La gente è cordialissima, Andrej è messo a dura prova, vogliono sapere tutto di noi: chi siamo, dove andiamo, quanto tempo ci fermiamo, come ci chiamiamo e se vogliamo cambiare dollari. La stanchezza si fa sentire, ma ci attende ancora il pezzo più duro del viaggio che ci porterà a Vladivostok, sul Mar dei Giappone... il sogno sta diventando realtà. Adesso dobbiamo correre sul fiume gelato, con uno spessore di circa ottanta centimetri, per poi risalire nel bosco dove la pista diventa stretta, insidiosa e piena di buche. Ci fermiamo parecchie volte a chiedere informazioni ai camionisti o alle persone che incontriamo nei piccoli villaggi: tutti ci dicono: "penso si vada sempre dritto". Mi arrabbio con Andrej dicendogli che non bisogna pensare, ma avere una risposta chiara, perché se sbag]iamo pista e rimaniamo senza benzina cosa facciamo? Andrej mi risponde: "ricordati che siamo in Russia". E' vero, non ci si può lamentare. Siamo venuti noi a cercare l'avventura. Sempre dritto. Verso le dieci di sera, lungo il fiume ghiacciato, come per miraggio, vediamo il cartello con la forchetta: siamo contenti e per incanto scompare tutta la stanchezza.

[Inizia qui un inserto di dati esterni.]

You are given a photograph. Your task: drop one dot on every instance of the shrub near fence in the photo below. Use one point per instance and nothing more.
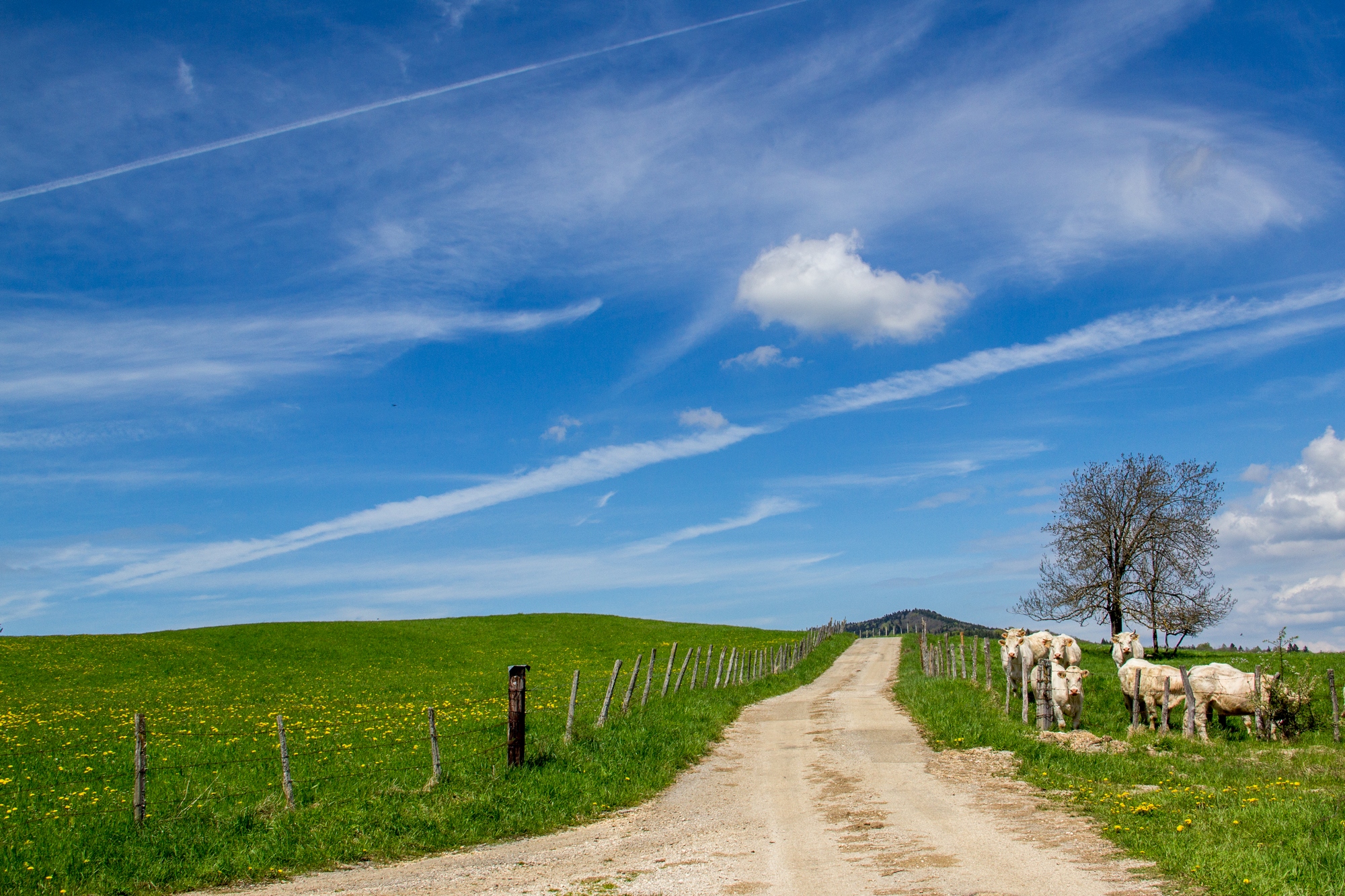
(1235, 815)
(216, 802)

Il posto è spartano, orgogliosamente pulito, un gatto sonnecchia vicino alla stufa, un bambino ci guarda con curiosità. Il papà ci fa accomodare e ci consiglia pilmini, carne e patate; diciamo che va bene e lo invitiamo a sederci con noi per fare quattro chiacchiere. Ci racconta la sua vita, dal suo viso capiamo la sofferenza, ma nello stesso tempo è felice che qualcuno lo ascolti, si sfoga volentieri, ma non vuole essere ripreso, vecchie paure mai dimenticate. Potremmo dormire a casa sua per pochi rubli ma la pista ci chiama, così ci ritroviamo in macchina e, dopo aver scaldato i motori, si riparte. Incominciano le rampe ghiacciate; bisogna fare attenzione, una mossa sbagliata potrebbe costarci cara. Alle due del mattino buchiamo e con le ultime forze cambiamo la ruota. Verso le tre troviamo una casa-pensione.

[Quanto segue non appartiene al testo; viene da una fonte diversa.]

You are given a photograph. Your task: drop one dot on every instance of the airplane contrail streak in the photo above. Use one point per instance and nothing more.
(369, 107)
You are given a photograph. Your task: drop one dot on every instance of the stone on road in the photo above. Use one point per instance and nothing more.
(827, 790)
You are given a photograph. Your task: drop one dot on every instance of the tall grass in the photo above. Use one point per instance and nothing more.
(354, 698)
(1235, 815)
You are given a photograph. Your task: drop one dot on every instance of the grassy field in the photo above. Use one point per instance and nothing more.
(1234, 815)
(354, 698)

Una signora gentilissima ci apre le porte delle nostre stanze e finalmente possiamo distenderci a riposare per un paio d'ore. I letti sono vecchi e scomodi, sulle pareti della camera c'è una fotografia, presa da un giornale, di una bella ragazza, i tubi del riscaldamento avvolgono la stanza di calore, l'armadio sembra abbandonato da molto tempo, la finestra è ghiacciata: mi fermo ad osservarla con un sentimento strano, mi sembra un sogno. La mattina dopo la signora ci prepara tè caldo e biscotti; le regaliamo anche noi qualcosa: pasta, scatolette di carne, marmellata, olio, passato di pomodoro. La salutiamo con un po' di nostalgia. Lasciamo questa casetta in mezzo alla neve e torniamo sulla pista. Una Uaz ci fa strada e ci porta nella direzione giusta, ma rimane senza benzina; per fortuna le nostre taniche sono piene e possiamo ricambiare l'aiuto. Fa freddo, la giornata è limpida, la pista ci accoglie con tutte le sue insidie, ma ormai sappiamo come prendere buche e avvallamenti senza creare problemi alle vetture. Neve e ghiaccio ci fanno compagnia in mezzo al bosco, mangiamo una scatoletta di tonno.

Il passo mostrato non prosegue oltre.